Tennessee Williams and Me


"Don't look forward to the day you stop suffering, because when it comes you'll know you're dead. " --Tennessee Williams

I fell in love with the work of Tennessee Williams as a young adolescent, and this love affair never died. I love the passionate, seedy Southern life he portrays. Perhaps because my roots are in the seedy South. I love the way he crafts words and paints pictures, making magic with vowels and consonants. For years as a young woman I talked of going to New Orleans, or Key West (wherever he was living at the time) and filling his mailbox with roses. Isn't that a pretty idea?

Unfortunately, this was all the hot air and posturing of youth. I never made it to that mailbox. I never bought those roses.

Tennessee Williams was from my home town of St. Louis, Missouri. He loathed St Louis. He never said a good word about it. Just watch The Glass Menagerie and you'll see why. It was where he ran from. So of course when he died, his brother brought him there to bury him. Yep, the lawyer brother decided to plant him in exactly the last place on earth he would want to be.

"The most dangerous word in any human tongue is the word for brother. It's inflammatory." --Tennessee Williams
This travesty did allow me to finally see my hero face to face. He was dead of course. But still, maybe he was around somewhere nearby watching.

One advantage of looking like I do is that I appear sweet and harmless. I went to the funeral home before the public events started, and charmed the funeral guy with my best harmless wiles. He let me sit alone with Tennessee, marveling at the overpainted face and mahogany monstrosity they placed him in.

No, I did not buy him roses. He was dead, after all. Roses are meant for the living. And definitely not for brothers who bury you in the last place you want to be. Williams' body was interred in the Calvary Cemetery, St. Louis, Missouri, despite his stated desire to be buried at sea at approximately the same place as the poet Hart Crane, whom he considered one of his most significant influences.

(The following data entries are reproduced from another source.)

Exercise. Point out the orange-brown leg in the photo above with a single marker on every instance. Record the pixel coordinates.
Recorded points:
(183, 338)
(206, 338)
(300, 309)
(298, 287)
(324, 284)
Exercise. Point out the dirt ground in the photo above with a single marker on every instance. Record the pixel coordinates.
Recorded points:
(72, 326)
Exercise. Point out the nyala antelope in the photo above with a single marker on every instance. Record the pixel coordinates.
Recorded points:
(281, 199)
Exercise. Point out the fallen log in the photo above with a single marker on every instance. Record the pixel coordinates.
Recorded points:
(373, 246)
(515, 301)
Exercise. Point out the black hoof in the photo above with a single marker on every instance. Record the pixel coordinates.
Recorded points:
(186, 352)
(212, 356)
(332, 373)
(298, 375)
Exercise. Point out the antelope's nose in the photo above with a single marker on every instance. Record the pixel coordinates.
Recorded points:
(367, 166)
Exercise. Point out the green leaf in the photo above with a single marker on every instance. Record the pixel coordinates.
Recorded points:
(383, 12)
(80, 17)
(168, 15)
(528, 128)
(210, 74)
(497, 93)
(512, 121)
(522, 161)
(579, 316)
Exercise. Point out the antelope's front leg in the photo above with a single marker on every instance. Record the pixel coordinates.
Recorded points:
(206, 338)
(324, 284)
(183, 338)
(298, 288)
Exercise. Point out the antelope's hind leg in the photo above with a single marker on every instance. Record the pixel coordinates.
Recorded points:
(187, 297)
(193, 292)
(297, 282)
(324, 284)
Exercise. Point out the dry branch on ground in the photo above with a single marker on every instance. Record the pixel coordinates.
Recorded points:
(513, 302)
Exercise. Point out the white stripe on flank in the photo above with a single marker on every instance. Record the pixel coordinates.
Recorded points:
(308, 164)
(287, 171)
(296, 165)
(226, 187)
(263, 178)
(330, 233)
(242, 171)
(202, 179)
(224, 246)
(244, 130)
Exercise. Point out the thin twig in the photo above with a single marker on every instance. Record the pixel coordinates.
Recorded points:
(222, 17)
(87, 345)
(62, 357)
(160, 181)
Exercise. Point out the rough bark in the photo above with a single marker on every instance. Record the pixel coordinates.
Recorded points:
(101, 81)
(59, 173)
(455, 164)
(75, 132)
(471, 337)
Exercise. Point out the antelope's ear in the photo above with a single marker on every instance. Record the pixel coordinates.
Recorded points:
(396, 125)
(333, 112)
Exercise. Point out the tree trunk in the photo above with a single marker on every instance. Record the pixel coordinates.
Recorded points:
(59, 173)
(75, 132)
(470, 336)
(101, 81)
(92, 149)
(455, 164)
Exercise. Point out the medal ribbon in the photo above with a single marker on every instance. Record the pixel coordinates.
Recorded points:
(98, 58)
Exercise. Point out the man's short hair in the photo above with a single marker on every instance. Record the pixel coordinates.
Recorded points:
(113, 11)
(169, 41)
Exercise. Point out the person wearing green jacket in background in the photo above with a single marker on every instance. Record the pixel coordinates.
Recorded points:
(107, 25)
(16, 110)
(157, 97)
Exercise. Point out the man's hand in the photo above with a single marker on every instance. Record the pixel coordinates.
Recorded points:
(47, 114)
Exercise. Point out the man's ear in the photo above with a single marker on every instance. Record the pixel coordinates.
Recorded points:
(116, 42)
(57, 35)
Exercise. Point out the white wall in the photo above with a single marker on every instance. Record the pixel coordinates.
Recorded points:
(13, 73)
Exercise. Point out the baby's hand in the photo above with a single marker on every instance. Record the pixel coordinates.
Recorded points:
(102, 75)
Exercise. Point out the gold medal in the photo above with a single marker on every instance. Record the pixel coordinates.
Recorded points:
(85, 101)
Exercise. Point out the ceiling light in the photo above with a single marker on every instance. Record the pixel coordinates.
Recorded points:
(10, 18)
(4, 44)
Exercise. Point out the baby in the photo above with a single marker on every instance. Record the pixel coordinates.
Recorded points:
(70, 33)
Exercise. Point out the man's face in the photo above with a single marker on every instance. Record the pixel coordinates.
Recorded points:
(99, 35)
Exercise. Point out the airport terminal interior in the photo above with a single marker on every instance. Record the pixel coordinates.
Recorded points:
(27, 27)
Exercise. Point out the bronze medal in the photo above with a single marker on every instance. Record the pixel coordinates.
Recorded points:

livingdominica: if anyone on the island would like to do a production of Cat on a Hot Tin Roof, I think I would be a perfect Big Mama.

4 comments:

ruypster said...

Wonderful Blog!

Greetings from Spain.

ruypster - Blog
Là où je passe, je laisse ma trace.

Anonymous said...

The best personal tribute to Tennessee Williams I ever read. Makes me want to put a bunch of yellow roses (don't know why yellow...something subconscious?) for him somewhere. :-)

Jen Miller said...

Thank you, ruypster and minerva!

Yes, his bouquet should be yellow roses, perhaps a bit faded but wonderfully fragrant.

1ere S1 and their teacher said...

Hi Jen,

Congratulations from Martinique for your sublime blog.
My husband, kid and I will be visiting your beautiful island next week and I really look forward to meeting the nice people of Dominica. We will be staying two nights at Picard's beach cottages, then a week in Calibishie.
We seem to have quite a few common points, not only are we both expats (I arrived from Metropolitan France to Martinique in 1999), but I'm also very admirative of Tennessee William's work. As an ESL teacher, I produced a resource page for my students on my teaching website, you might be interested to have a look.

http://pagesperso-orange.fr/absolutenglish-972/notes/uscivi/glassmenagerie/ressourcepage.htm


I also forgot to mention our third common point: the bloggosphere.